Database Design - normalisation
Database Design
Examine the following database (consisting of one table, with the primary key = EmployeeID) that was designed to store the following information on a company’s employees and departments:
- Employee ID,
- Employee Name,
- Employee Salary,
- Department Name,
- Department Location,
- Department Budget,
Give your opinion, using examples from the data below, on whether or not the current database is good or bad.,
EmployeeID | EmployeeName | Salary | DeptName | DeptLocation | DeptBudget |
---|---|---|---|---|---|
100 | Sean | 35,000 | Sales | Dublin | 750,000 |
101 | Mary | 36,000 | Sales | Dublin | 750,000 |
102 | John | 40,000 | Sales | Dublin | 750,000 |
104 | Albert | 55,000 | R&D | Galway | 1,500,000 |
105 | Conor | 52,000 | R&D | Galway | 1,500,000 |
106 | Maeve | 55,000 | R&D | Galway | 1,500,000 |
107 | Tom | 50,000 | R&D | Galway | 1,500,000 |
108 | Alice | 44,500 | HR | Limerick | 250,000 |
A database is a collection of related data organised so that the data can be easily managed and updated. One of the advantages of using a DataBase Management System such as MySQL is that it can be used to control redundancy where data only needs to be stored once but can be accessed by many users.
Normalisation organises the attributes and relations of a relational database to minimise such data redundancy by breaking tables with many attributes down into several smaller tables with relationships defined between the tables.

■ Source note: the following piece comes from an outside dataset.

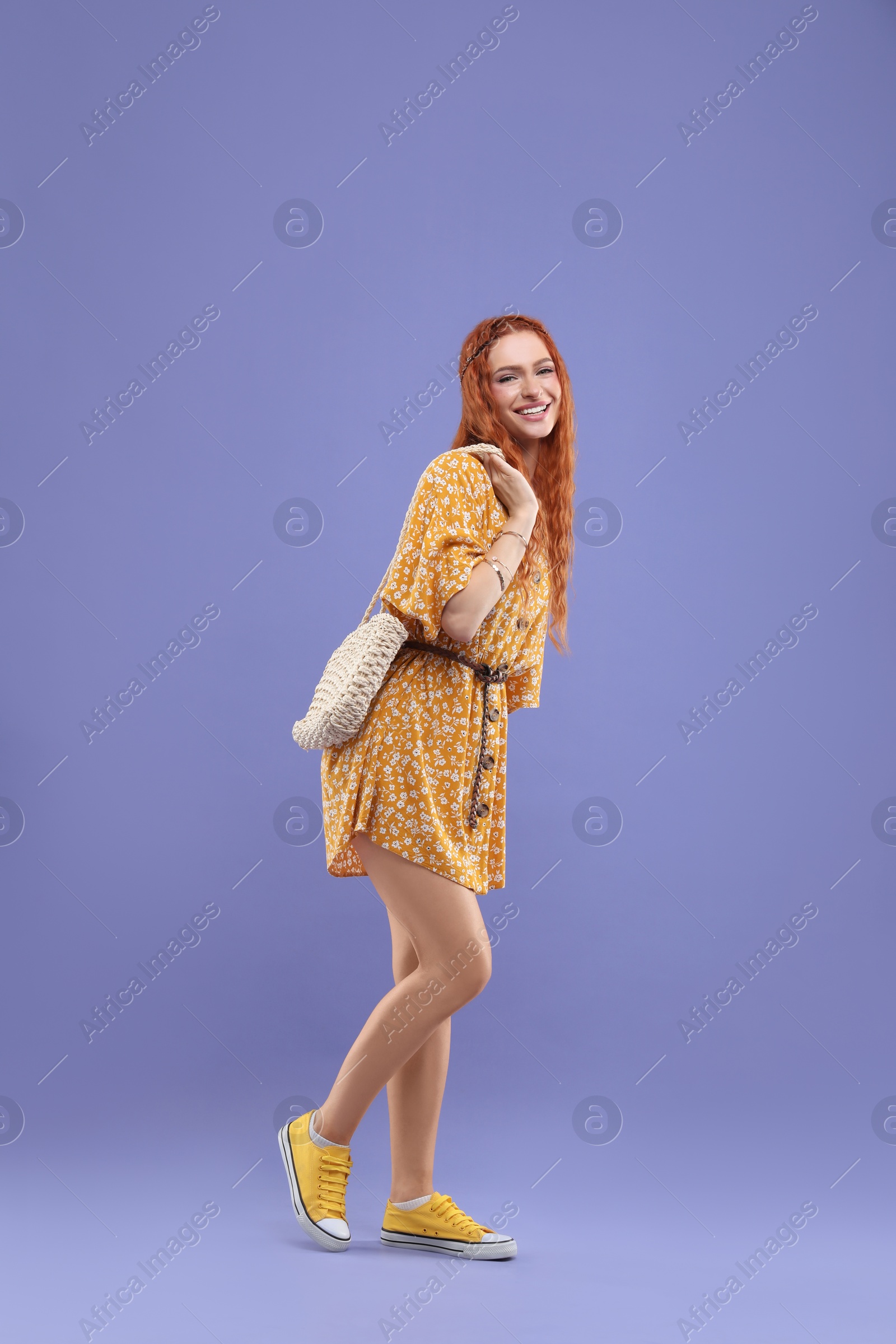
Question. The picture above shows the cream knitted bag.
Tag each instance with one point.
(358, 669)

Normalisation makes it easier to update a database and makes it less prone to anomalies such as update or deletion anomalies., Normalisation was developed by an IBM researcher E.F.Codd in the 1970’s., Normalisation of a database is achieved by following a set of rules called forms when creating the database. (See references below),
- First Normal Form (1NF) - each column is unique and each attribute should contain only a single value.
- Second Normal Form (2NF) - to be 2NF, an entity must already be in 1NF and all attributes within the entity solely on the unique identifier of the entity.

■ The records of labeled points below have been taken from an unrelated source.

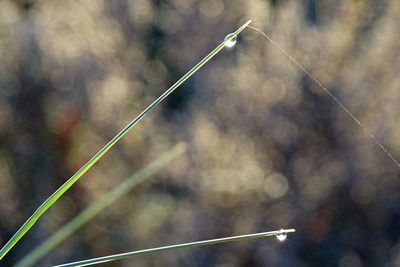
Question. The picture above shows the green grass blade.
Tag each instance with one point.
(60, 191)
(183, 245)
(105, 201)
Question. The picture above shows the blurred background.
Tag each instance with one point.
(266, 147)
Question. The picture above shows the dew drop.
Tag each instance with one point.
(232, 40)
(281, 235)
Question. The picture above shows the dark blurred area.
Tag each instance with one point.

- Third Normal Form (3NF) - to be 3NF an entity must already be in 2NF and no column entry should be dependent on any other entry other than the key for the table. If such an entity exists it should be moved outside the table.
- There are also BCNF (Boyce-Codd Normal Form) and Fourth Normal Forms but these cannot be achieved if the database does not conform to the earlier form rules.

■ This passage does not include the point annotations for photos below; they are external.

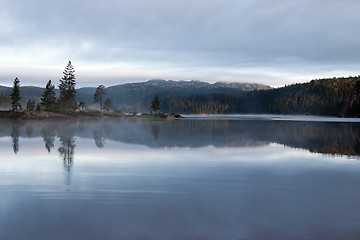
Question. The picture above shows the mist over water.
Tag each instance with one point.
(196, 178)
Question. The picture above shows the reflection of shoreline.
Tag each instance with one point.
(317, 137)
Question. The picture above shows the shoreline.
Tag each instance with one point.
(81, 114)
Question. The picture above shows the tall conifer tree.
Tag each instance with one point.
(67, 89)
(48, 99)
(98, 95)
(15, 96)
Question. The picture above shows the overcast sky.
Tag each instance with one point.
(275, 42)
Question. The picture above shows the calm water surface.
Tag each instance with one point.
(232, 177)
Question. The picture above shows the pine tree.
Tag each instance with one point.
(155, 104)
(67, 89)
(31, 105)
(48, 99)
(98, 95)
(15, 96)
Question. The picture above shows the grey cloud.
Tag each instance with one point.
(278, 33)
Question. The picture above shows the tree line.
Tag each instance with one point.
(332, 97)
(67, 101)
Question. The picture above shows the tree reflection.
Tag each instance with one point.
(98, 138)
(155, 130)
(15, 134)
(67, 147)
(48, 133)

There is already a lot of data duplication in this simple database structure consisting of a single table of data. This will result in increased storage being required and will decrease performance. It also makes it much more difficult to make changes. For example the same DeptName
attribute, DeptLocation
and DeptBudget
are repeated across several rows.
This current database structure is also very likely to give rise to anomalies and inconsistencies.
The rows that store data in each table should have a unique primary key to identify the record. Each column / attribute should hold a single piece of data. The same attibutes should not be repeated across tables.
The department details such as location and budget are not directly related to the employee whose employeeID is the primary key. In this table, the primary key is unique to the employee but it is not unique to the department. The same department, for example Sales has 3 primary keys which relate to 3 different employees. Only related data should be stored in the same table.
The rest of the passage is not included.